Can family members get tested for Pancreatic Neuroendocrine Tumors (PNET)?

Genetic Testing for Family Members of Patients with Pancreatic Neuroendocrine Tumors (PNETs)

Yes, family members of patients with pancreatic neuroendocrine tumors (PNETs) should undergo genetic testing, particularly when there is a known hereditary syndrome or pathogenic variant identified in the affected family member.

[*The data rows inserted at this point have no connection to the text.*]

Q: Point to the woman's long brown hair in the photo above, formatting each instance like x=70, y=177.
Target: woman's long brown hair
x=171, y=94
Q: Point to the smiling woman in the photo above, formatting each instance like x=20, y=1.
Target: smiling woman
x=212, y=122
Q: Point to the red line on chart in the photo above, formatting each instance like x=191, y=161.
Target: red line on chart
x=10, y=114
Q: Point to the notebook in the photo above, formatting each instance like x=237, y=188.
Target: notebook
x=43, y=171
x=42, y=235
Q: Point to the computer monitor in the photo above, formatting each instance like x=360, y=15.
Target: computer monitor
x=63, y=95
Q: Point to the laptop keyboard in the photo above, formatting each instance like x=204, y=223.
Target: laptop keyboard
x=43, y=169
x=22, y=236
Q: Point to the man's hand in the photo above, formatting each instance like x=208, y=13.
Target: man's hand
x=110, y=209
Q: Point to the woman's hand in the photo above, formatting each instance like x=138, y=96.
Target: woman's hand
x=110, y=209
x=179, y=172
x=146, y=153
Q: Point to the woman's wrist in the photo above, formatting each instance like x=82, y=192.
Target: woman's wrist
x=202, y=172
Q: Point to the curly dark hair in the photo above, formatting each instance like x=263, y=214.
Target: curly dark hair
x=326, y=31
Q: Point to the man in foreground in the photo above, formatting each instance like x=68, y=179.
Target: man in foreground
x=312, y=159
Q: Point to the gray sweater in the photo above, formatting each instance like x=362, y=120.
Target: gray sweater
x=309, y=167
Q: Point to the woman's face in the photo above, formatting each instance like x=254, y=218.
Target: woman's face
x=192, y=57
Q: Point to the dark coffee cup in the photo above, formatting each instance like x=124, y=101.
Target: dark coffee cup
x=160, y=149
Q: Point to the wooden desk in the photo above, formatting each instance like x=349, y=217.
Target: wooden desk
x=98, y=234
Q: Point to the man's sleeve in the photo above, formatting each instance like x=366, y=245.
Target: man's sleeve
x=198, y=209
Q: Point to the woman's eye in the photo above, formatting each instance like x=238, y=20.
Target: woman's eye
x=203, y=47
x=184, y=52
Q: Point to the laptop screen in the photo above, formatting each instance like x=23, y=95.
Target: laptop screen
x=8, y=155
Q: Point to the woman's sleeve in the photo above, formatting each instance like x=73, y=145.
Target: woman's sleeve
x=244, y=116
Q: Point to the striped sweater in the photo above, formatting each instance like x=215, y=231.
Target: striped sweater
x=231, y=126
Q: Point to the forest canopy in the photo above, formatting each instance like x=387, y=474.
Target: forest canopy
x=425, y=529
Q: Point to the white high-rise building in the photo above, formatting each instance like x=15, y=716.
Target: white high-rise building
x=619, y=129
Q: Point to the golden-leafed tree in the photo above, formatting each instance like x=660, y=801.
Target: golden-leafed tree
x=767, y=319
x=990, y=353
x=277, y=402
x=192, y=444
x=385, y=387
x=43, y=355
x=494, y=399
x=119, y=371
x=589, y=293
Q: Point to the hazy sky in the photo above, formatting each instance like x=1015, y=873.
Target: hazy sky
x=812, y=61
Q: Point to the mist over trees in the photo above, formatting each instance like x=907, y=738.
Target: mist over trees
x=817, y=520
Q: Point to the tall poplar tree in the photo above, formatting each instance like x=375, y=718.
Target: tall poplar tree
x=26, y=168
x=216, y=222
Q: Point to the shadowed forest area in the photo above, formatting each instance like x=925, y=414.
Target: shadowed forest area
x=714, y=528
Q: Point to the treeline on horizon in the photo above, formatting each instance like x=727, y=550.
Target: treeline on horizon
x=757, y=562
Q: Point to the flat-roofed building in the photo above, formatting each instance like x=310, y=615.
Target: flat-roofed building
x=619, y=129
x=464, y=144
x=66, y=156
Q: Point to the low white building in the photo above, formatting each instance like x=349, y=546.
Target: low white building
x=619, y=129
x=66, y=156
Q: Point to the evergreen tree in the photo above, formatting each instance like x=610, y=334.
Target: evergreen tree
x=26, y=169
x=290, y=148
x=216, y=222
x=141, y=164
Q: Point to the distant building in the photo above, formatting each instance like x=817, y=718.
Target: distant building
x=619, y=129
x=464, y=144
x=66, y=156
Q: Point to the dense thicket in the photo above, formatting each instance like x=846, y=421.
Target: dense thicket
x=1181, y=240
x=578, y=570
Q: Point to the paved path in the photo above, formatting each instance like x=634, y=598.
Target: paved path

Genetic testing is crucial for early detection and management of potential disease in at-risk relatives.

When Genetic Testing is Recommended for Family Members

For Syndromic PNETs:

• First-degree relatives of patients with PNETs associated with known hereditary syndromes should be offered genetic testing for the specific pathogenic variant identified in the affected family member 1, 2
• Testing should focus on genes associated with hereditary syndromes that increase PNET risk:
  • Multiple Endocrine Neoplasia type 1 (MEN1)
  • Von Hippel-Lindau (VHL)
  • Neurofibromatosis type 1 (NF1)
  • Multiple Endocrine Neoplasia type 4 (MEN4)
  • Tuberous Sclerosis Complex (TSC)

For Non-Syndromic PNETs:

• First-degree relatives of patients with PNETs should be considered for genetic testing when:
  • The patient has multiple family members with PNETs or other endocrine tumors
  • The patient developed PNET at a young age (under 40)
  • The patient has multiple primary tumors

Specific Testing Recommendations by Syndrome

MEN1 Testing:

• Comprehensive MEN1 genetic testing is indicated for 1:
  • First-degree relatives of individuals with confirmed MEN1 pathogenic variants
  • Individuals with one MEN1-related tumor and a first-degree relative with MEN1
  • Anyone under age 30 with parathyroid hyperplasia, pancreatic islet tumors, or pancreatic precursor lesions

Other Syndromes:

• For families with identified pathogenic variants in other genes (CDKN2A, STK11, etc.), testing should be offered to first-degree relatives 2
• Testing should be performed using multigene panels that include all genes associated with PNET risk 1

Testing Process

Optimal Testing Approach:

1. Test affected individuals first - Whenever possible, genetic testing should begin with the family member diagnosed with PNET 1
2. Use targeted testing for relatives - Once a pathogenic variant is identified, relatives should be tested specifically for that variant 1
3. Early testing is preferred - Testing should be performed early in the disease course for patients with PNET, as mortality rates are high and the option to test the patient may not be available for long 1

When Affected Family Members Are Not Available:

• Testing may be performed in unaffected individuals following genetic risk assessment
• However, a negative test result in an unaffected individual without a known family mutation is considered clinically uninformative 1

Surveillance Recommendations for Mutation Carriers

For individuals identified with pathogenic variants, surveillance should begin at specific ages based on the gene involved:

• MEN1 mutation carriers: Begin annual biochemical screening at age 5 (prolactin) and age 10 (calcium) 1
• CDKN2A mutation carriers: Begin pancreatic screening at age 40 or 10 years younger than the earliest pancreatic cancer diagnosis in the family 1, 2
• STK11 mutation carriers: Begin screening at age 30-35 or 10 years younger than the earliest pancreatic cancer diagnosis in the family 1, 2
• BRCA1/2, ATM, PALB2 carriers: Begin screening at age 50 or 10 years younger than the earliest pancreatic cancer diagnosis in the family (only if there is additional family history of pancreatic cancer) 1, 2

Surveillance Methods

• Surveillance should be performed with contrast-enhanced MRI/MRCP and/or endoscopic ultrasound 1
• Screening at high-volume centers of expertise and in the context of research studies is preferred 1

Important Considerations

• The discovery of a familial genetic factor should be available in depersonalized form to inform the testing and clinical care of family members 3
• The possibility of such use should be made clear at the time of initial testing 3
• Even with strong family history, genetic testing does not detect pathogenic mutations in approximately 90% of families meeting criteria for familial pancreatic cancer 2

By identifying at-risk family members through genetic testing, appropriate surveillance can be implemented to detect tumors at earlier, more treatable stages, potentially reducing morbidity and mortality associated with PNETs.